Defense collaboration with France and the United States has grown even closer, with Greece either commanding or planning to order advanced defense systems from both to achieve parity with Turkey’s nominal ally.

Foreign Ministers Nikos Dendias and Defense Ministers Nikos Panagiotopoulos will travel to the seaside town of Lorient, in western France, to attend the first official ceremony to kick off the construction of the first of three high-tech FDI (defense and intervention frigates) which should be expensive. 3 billion, with an option for a fourth. The price includes weapon systems and ship support for three years. The first two frigates will be delivered to the Hellenic Navy in 2025 and the third in 2026.

Earlier, Dendias will be in nearby Brest to attend the informal meeting of EU foreign ministers, the first under France’s six-month tenure as the rotating presidency of the European Council.
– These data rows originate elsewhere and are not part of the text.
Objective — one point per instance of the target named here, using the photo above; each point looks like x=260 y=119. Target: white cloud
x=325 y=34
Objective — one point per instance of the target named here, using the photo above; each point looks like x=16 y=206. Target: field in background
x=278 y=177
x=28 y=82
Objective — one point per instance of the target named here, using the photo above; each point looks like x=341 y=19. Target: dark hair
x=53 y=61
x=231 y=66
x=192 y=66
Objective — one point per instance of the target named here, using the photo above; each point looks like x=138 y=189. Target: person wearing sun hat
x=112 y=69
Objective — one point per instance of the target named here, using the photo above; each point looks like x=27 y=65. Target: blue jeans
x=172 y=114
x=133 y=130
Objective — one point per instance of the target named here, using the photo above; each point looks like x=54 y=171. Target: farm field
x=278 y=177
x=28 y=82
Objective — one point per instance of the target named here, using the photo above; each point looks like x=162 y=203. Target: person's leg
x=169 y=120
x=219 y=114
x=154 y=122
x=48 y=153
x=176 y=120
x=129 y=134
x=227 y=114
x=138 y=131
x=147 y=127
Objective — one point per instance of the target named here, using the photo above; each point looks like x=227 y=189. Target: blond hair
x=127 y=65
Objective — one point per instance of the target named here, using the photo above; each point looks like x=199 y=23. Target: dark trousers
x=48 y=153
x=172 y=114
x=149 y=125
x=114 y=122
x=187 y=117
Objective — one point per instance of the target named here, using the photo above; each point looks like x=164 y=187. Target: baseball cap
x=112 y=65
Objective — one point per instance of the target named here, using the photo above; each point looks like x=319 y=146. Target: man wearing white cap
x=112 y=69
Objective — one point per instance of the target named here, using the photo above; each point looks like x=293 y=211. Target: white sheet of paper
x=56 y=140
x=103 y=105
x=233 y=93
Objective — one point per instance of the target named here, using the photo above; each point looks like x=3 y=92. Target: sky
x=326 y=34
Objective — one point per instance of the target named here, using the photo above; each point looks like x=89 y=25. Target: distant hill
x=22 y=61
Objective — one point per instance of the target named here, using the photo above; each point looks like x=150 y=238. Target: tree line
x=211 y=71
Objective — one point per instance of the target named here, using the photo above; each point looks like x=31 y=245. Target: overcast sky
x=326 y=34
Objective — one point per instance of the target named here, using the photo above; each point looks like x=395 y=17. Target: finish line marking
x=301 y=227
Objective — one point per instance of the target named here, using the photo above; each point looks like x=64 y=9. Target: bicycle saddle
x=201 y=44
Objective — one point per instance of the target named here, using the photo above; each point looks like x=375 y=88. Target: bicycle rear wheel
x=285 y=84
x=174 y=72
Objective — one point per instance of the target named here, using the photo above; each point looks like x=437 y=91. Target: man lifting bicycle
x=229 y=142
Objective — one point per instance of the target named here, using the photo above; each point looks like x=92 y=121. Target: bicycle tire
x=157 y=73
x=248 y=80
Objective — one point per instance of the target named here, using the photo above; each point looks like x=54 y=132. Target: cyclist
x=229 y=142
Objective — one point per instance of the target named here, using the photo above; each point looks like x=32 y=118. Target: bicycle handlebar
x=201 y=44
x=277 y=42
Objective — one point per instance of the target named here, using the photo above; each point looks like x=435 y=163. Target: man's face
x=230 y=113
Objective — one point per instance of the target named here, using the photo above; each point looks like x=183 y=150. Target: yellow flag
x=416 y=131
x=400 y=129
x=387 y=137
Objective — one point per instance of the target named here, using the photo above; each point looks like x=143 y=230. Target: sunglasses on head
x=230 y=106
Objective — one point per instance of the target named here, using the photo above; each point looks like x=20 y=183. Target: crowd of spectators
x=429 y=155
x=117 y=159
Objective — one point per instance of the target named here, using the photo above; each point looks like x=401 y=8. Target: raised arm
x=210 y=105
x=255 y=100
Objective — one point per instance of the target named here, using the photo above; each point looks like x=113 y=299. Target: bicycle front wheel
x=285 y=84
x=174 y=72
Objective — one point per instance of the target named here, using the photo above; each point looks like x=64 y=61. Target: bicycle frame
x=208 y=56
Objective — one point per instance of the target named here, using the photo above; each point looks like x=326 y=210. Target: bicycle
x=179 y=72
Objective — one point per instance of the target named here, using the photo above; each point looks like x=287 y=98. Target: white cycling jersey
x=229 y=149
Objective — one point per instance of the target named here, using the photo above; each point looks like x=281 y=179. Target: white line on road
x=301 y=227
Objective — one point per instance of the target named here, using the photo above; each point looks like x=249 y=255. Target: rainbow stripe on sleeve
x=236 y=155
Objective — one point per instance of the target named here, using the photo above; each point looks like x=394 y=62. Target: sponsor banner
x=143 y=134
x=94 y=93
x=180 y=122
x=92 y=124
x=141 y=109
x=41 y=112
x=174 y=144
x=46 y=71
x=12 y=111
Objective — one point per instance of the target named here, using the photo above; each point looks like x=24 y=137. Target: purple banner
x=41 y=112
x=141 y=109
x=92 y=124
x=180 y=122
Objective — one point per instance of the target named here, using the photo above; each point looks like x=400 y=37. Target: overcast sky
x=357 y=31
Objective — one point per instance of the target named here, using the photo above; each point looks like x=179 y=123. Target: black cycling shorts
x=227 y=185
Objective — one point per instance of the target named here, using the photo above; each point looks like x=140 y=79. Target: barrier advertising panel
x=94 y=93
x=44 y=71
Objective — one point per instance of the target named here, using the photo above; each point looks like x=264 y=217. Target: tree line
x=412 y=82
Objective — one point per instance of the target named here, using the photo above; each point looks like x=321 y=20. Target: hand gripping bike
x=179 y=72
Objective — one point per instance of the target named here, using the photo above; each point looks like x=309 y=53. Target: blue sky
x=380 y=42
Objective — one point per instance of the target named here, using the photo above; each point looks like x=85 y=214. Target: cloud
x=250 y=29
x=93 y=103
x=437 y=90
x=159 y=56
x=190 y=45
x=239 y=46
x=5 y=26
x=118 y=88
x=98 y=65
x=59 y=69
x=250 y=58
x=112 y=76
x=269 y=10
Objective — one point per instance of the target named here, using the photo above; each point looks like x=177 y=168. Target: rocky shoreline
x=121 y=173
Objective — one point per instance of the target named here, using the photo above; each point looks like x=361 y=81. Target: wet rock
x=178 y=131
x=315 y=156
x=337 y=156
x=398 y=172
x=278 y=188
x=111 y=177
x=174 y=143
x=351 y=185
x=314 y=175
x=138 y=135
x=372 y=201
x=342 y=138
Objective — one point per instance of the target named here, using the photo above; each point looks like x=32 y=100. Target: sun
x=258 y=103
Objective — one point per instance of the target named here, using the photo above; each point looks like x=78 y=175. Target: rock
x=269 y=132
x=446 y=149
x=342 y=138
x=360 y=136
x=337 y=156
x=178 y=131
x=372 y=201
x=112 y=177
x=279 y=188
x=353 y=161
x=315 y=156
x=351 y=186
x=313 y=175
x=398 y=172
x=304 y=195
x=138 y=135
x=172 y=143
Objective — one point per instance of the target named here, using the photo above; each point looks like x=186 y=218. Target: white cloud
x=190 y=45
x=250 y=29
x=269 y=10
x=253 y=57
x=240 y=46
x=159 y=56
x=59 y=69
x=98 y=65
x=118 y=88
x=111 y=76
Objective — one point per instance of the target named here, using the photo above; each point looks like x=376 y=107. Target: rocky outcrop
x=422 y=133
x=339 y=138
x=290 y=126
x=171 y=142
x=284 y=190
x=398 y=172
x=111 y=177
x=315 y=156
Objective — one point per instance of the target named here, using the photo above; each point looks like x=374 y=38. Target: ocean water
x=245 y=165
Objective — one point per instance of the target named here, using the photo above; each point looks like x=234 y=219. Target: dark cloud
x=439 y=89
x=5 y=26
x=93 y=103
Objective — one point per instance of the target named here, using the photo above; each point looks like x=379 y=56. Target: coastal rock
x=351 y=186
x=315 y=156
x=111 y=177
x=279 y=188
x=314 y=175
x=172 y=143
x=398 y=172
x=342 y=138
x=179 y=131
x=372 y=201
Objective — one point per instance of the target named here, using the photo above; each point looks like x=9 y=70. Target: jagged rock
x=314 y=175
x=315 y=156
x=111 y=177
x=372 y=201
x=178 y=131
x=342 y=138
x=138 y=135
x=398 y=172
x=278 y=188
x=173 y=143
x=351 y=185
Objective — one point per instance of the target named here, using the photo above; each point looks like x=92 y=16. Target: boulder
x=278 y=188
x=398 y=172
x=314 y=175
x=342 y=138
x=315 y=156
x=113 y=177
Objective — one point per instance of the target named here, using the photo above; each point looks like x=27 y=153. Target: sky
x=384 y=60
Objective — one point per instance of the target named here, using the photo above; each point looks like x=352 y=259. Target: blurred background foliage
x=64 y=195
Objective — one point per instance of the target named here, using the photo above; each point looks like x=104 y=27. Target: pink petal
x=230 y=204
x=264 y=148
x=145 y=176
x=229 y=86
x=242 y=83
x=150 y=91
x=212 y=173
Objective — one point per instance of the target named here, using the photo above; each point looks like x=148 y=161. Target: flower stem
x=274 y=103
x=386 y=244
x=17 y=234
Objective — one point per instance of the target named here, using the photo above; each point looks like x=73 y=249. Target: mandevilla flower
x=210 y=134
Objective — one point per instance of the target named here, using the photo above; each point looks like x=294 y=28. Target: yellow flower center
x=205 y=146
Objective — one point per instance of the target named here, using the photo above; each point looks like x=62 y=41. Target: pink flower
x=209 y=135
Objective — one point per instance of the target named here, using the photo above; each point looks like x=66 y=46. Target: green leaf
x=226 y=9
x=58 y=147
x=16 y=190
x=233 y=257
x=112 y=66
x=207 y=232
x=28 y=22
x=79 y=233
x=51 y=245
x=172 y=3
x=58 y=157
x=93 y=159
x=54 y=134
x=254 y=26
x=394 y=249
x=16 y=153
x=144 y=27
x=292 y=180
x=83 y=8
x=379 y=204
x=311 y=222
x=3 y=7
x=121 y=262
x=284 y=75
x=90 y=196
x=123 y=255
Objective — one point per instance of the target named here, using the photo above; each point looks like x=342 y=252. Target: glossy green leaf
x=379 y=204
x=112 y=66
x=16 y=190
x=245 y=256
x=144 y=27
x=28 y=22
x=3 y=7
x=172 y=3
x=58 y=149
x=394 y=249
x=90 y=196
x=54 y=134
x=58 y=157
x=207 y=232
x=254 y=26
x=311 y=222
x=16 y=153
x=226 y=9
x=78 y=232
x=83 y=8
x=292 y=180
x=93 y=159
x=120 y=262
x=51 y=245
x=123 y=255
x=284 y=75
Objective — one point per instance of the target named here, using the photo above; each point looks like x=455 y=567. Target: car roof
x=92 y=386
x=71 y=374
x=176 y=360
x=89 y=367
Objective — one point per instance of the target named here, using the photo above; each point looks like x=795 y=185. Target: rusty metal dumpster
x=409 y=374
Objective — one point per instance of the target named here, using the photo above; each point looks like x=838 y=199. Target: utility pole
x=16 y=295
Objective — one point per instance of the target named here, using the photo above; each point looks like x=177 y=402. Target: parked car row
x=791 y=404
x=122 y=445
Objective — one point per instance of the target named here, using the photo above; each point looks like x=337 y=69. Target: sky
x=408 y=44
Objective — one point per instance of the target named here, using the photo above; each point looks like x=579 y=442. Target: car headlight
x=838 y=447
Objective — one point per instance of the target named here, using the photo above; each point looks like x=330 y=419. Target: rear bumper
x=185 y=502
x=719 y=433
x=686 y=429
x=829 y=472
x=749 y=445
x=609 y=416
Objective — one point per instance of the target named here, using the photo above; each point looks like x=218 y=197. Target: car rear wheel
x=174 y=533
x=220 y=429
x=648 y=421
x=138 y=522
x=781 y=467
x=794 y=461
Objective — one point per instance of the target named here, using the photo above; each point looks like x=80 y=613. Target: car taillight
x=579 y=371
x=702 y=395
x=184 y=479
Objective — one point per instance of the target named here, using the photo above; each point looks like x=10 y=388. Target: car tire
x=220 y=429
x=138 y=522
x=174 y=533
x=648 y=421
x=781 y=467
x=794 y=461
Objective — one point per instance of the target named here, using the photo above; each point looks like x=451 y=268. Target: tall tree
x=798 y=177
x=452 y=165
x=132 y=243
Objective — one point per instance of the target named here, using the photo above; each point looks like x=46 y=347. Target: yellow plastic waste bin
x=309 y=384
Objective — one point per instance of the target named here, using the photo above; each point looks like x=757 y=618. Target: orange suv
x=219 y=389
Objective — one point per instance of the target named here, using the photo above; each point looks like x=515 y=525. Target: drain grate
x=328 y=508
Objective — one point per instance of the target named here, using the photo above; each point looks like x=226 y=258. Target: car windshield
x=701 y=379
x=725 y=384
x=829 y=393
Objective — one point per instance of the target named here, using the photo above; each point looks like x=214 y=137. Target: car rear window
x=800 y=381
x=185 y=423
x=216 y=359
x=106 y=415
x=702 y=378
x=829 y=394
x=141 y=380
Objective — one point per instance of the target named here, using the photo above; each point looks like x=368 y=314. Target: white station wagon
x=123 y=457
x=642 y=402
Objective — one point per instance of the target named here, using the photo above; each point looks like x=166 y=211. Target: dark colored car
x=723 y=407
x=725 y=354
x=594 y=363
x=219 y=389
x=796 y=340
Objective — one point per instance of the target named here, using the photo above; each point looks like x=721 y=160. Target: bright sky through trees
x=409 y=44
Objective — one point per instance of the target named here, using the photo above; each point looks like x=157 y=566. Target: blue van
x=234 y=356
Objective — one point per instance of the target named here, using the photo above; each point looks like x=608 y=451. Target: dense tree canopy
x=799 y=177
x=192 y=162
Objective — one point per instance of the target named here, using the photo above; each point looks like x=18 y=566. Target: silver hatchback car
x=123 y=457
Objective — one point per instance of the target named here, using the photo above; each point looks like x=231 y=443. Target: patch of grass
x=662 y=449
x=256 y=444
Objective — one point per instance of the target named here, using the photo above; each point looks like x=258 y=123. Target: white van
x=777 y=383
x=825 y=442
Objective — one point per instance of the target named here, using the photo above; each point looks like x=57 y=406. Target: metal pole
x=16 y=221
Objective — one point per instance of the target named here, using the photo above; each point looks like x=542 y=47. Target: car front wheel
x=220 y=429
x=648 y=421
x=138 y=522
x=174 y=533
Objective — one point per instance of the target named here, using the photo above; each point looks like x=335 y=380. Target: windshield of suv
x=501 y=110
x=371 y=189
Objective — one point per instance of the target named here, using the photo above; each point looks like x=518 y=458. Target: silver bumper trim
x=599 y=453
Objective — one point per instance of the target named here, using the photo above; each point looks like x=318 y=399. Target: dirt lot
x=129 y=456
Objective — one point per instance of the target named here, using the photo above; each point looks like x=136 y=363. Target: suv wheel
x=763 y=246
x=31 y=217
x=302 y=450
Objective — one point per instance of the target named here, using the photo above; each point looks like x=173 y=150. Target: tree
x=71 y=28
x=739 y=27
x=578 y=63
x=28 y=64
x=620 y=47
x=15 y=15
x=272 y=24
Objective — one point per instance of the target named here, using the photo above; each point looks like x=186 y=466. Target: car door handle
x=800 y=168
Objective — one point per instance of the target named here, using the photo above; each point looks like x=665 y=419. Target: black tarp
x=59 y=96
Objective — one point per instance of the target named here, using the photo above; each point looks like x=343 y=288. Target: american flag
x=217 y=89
Panagiotopoulos will then travel to the United States to meet with his counterpart, Secretary of Defense Lloyd Austin. The talks come after the US Congress vote on the defense budget, which included an amendment that explicitly referred to the supply of more weapons to Greece. The latter has a strong interest in the F-35 stealth multirole fighter jet, but has yet to secure funds for the advanced plane, from which Turkey has been excluded.

Panagiotopoulos hinted at Mitsotakis’ own trip to Washington in February on Monday, but the new pandemic wave is a complicating factor.

If pandemic conditions allow, Dendias will travel to Nigeria and Angola in January. This is part of the government’s strategy to engage diplomatically as widely as possible, but also aims to thwart Turkey’s active “drone diplomacy” by using the sale of unmanned aircraft to expand its reach.